If you understand how these things relate to software development work, then you require no training or coaching.
Handling stress and working with others requires self-awareness and emotional control. All the skills listed here also require self-awareness and emotional control.
Learning How to Learn
It is widely agreed that software development teams are either improving mindfully, or they are deteriorating in their effectiveness. There is no steady state. To make improvement possible, team members must be open to learning new things and willing to question things they already know.
To achieve anything, you must focus on it. That means uninterrupted time to think and work. It means finishing one thing before starting another. It means not getting distracted. It means keeping your eyes on the goal and not on dwelling on the difficulties.
Overcoming challenges and meeting objectives requires persistence. Embracing change to improve our work requires persistence.
In almost all cases, software development work benefits from collaboration between two or more people. “The more you share, the more your bowl will be plentiful.” – James S.A. Corey, The Expanse.
Effective collaboration requires trust and the courage to be seen as vulnerable or imperfect.
Leadership doesn’t mean giving orders. It means giving credit, giving time, giving space, giving encouragement, giving opportunity, giving trust. The more you give, the more you get.
A steady, predictable, consistent, and sustainable pace of work helps ensure continuous flow, maximize delivery effectiveness, and minimize team stress.
The field of software is constantly changing. Software architecture, design patterns, programming paradigms, methods and schools of testing, of analysis, and other areas, design principles, development practices, automation, operations, and everything else is a moving target. To get started in this field, you need basic education/training in analysis, programming, and testing, and the non-technical skills listed above so that you will have the ability to keep yourself current with technical advances and to collaborate with and learn from your colleagues.

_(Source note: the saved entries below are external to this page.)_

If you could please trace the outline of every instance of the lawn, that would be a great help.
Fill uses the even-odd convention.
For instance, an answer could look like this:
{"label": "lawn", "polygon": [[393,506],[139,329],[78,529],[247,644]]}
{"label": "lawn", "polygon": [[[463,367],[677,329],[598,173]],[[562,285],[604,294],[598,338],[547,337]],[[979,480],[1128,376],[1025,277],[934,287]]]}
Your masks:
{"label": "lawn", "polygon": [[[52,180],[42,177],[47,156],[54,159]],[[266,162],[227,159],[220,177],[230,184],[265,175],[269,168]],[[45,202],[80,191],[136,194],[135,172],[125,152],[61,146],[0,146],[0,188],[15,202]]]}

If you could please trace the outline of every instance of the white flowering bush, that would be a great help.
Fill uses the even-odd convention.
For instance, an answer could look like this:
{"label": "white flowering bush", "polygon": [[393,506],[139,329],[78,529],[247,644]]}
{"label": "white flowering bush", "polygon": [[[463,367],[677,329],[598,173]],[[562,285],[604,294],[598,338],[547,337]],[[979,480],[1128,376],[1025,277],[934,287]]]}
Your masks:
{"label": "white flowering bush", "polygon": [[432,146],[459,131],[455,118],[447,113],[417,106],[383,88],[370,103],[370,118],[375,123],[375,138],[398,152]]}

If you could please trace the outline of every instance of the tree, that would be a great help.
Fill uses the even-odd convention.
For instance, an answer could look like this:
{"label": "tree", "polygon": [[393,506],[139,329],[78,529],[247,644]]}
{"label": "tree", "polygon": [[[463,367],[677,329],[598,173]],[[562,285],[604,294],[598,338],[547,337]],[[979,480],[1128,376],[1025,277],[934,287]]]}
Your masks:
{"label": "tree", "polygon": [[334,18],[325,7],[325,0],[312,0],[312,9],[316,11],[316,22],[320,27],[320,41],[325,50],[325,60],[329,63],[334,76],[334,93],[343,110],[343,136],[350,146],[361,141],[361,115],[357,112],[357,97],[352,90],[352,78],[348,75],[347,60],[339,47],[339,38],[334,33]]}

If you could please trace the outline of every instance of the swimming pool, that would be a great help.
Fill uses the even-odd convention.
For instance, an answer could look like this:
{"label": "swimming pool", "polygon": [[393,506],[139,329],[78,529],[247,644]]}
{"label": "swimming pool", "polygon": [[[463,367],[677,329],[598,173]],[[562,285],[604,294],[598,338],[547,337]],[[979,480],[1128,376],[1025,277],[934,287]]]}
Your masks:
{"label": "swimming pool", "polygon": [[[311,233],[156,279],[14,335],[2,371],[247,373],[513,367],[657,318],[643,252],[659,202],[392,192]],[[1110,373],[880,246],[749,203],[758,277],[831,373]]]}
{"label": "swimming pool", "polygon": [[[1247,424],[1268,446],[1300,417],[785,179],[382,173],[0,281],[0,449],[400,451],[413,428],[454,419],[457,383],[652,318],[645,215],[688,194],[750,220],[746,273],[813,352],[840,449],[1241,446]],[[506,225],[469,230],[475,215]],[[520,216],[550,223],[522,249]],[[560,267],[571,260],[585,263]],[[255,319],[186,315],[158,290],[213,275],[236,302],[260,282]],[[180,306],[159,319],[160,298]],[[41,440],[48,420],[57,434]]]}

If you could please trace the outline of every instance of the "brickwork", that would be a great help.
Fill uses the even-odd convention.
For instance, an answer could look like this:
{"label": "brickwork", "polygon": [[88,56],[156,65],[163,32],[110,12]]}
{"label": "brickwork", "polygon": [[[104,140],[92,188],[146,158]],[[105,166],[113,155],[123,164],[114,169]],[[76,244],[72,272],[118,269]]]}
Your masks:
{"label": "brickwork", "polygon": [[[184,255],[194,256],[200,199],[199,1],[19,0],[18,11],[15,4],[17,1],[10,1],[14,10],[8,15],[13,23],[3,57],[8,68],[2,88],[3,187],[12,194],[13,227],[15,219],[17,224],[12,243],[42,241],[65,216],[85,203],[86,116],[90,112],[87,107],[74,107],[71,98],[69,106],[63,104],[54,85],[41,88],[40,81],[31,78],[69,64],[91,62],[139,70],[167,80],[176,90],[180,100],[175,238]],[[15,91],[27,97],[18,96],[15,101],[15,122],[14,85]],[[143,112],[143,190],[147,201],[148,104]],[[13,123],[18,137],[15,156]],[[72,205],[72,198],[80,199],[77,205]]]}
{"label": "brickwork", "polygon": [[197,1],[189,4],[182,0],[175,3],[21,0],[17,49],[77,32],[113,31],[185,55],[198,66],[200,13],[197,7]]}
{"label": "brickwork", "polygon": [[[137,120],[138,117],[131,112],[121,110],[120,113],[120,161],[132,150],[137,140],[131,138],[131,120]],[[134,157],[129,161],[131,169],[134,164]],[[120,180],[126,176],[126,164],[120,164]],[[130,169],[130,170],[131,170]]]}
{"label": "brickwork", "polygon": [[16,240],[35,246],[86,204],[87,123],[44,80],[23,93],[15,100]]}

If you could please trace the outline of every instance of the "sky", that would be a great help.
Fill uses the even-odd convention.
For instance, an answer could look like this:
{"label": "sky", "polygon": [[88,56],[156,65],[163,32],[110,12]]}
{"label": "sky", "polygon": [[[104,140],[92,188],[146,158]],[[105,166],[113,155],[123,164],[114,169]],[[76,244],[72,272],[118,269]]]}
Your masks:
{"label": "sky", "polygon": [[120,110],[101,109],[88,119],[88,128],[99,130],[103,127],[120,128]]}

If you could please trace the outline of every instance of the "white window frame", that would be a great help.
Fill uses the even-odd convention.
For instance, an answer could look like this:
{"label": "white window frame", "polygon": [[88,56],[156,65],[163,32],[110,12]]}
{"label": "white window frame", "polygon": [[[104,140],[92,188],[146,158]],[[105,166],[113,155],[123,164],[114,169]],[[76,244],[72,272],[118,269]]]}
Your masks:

Without the basic training, you will have no foundation to build on. It would be like trying to run a foot race on top of loose ice floes on water. The general discussion of what skills are necessary tends to emphasize the non-technical side of things; don’t take that to mean there are short-cuts on the technical side. The reason for the emphasis is that the non-technical skills have been underappreciated in the past. On the other hand, don’t worry if you feel as if there’s too much to learn. Once you have the basics, you can build on that knowledge little by little.